For a driver in the 22% bracket, a $1,000 deduction saves $220 in income tax plus $153 in SE tax: $373 total. That is more than 1.5x what the same deduction is worth to a W-2 employee even when they could claim it.
Step 4: State Returns
Most states use your federal adjusted gross income as the starting point for state tax. That means your federal mileage deduction reduces your state tax automatically, with no extra form. Forty-one states have an income tax. Nine do not, and Schedule C filers in those states benefit only at the federal level. See your state's breakdown.
Step 5: Keep Your Log
You do not file your mileage log with your tax return. You keep it in case the IRS asks. Keep it for at least seven years. See what the IRS requires in a log.
Common Mistakes
- Claiming commuting miles as business miles. Driving from home to a regular workplace is commuting, not business. Driving from home to a temporary job site can be business. The distinction matters in an audit.
- Mixing methods within the year. You pick one method per vehicle per year. You can switch in a future year, but only if you used the standard rate the first year.
- Switching to actual expenses too late. If you used actual expenses the first year you placed a vehicle in service, you cannot switch to standard for that vehicle. Pick carefully in year one.
- Forgetting to track expenses if you use actual. The actual method requires documentation for every gas receipt, repair, and insurance payment. The recordkeeping is much heavier than the standard method.
FAQ
Where on Schedule C does mileage go?
Part II, line 9, "Car and truck expenses." Vehicle details (date placed in service, miles by category) go in Part IV.
Do I file my mileage log with my tax return?
No. You file Schedule C with the deduction amount. The log stays with your records in case of audit.
Can I claim mileage if I take the standard deduction?
Yes. Schedule C deductions reduce business income before AGI is calculated, so they are independent of whether you itemize or take the standard deduction on your personal return.

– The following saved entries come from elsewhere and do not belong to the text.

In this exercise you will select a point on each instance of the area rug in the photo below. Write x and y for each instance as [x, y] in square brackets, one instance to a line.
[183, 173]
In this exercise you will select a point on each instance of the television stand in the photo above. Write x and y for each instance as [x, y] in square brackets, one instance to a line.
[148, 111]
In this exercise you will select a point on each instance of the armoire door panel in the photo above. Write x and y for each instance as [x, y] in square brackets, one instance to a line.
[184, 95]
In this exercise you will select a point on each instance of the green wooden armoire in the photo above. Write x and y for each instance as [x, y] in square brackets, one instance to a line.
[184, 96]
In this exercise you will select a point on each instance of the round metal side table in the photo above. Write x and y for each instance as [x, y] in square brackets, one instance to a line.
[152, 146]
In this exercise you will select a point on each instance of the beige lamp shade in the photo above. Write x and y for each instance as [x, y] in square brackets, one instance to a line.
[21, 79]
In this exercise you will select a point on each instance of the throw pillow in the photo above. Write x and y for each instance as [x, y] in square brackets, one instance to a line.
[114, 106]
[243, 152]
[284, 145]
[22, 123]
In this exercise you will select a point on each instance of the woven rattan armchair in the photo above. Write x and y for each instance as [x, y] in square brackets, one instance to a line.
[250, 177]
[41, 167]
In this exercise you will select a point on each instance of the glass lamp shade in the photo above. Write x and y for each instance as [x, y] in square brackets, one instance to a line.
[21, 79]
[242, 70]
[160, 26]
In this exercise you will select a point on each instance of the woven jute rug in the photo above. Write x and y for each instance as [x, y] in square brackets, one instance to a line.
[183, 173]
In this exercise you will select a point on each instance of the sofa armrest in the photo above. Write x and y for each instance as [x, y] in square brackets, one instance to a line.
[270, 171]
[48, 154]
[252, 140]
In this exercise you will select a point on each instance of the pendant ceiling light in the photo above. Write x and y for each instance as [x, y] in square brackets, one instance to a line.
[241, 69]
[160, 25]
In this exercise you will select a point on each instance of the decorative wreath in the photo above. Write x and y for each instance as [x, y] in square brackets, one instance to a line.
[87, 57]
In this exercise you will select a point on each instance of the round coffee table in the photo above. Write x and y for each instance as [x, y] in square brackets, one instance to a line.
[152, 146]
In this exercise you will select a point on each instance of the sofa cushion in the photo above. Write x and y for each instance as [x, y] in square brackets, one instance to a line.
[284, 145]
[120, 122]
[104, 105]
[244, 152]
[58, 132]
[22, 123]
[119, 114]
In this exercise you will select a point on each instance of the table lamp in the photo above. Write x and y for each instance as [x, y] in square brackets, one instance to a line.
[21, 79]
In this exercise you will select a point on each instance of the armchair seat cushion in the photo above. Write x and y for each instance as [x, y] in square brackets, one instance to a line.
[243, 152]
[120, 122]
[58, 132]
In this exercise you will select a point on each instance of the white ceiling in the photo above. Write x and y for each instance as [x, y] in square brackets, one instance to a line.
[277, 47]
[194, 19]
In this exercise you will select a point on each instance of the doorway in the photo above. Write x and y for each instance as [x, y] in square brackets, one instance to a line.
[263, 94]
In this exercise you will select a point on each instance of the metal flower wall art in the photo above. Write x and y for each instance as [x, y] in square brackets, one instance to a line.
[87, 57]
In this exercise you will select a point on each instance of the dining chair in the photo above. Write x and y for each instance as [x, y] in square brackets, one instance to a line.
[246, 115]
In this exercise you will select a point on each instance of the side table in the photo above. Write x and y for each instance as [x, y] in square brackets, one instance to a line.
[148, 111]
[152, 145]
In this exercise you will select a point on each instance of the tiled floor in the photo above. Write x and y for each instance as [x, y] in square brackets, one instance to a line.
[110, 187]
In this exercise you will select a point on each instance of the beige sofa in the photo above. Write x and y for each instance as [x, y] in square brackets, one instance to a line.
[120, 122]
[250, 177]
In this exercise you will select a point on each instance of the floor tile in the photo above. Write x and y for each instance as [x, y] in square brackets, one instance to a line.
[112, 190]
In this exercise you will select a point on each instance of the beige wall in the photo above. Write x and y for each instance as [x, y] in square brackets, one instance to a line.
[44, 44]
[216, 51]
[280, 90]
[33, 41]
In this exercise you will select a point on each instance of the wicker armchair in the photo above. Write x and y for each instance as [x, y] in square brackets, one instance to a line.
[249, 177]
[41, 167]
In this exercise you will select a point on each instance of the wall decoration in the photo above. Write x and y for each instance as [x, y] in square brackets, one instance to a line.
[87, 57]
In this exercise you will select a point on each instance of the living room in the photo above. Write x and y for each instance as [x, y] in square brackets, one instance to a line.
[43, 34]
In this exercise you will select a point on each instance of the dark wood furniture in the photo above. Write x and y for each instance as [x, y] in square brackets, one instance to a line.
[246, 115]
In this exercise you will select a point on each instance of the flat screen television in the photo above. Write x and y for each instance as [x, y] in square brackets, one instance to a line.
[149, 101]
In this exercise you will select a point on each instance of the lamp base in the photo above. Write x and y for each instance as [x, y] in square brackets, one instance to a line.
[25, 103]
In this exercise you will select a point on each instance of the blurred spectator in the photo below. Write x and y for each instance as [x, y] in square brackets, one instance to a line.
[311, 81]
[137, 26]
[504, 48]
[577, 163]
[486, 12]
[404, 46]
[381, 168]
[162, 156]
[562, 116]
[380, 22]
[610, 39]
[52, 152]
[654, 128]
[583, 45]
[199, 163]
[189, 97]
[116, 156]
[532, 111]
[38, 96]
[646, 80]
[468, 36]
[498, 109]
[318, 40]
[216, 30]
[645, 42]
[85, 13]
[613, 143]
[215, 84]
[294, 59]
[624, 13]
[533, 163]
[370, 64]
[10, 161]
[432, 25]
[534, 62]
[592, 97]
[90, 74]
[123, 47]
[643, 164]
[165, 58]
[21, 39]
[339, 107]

What if I drove for two different gigs?
If both are self-employment income reported on the same Schedule C (e.g., Uber and Lyft are both ride-hailing), combine miles. If they are separate businesses on separate Schedule Cs (e.g., Uber driving plus a freelance writing business), allocate miles to whichever business they served.
Do I need to file estimated quarterly taxes?
If you expect to owe more than $1,000 in federal tax for the year, the IRS expects quarterly estimated payments. The mileage deduction reduces the income you base estimates on. Many self-employed drivers file Form 1040-ES four times a year.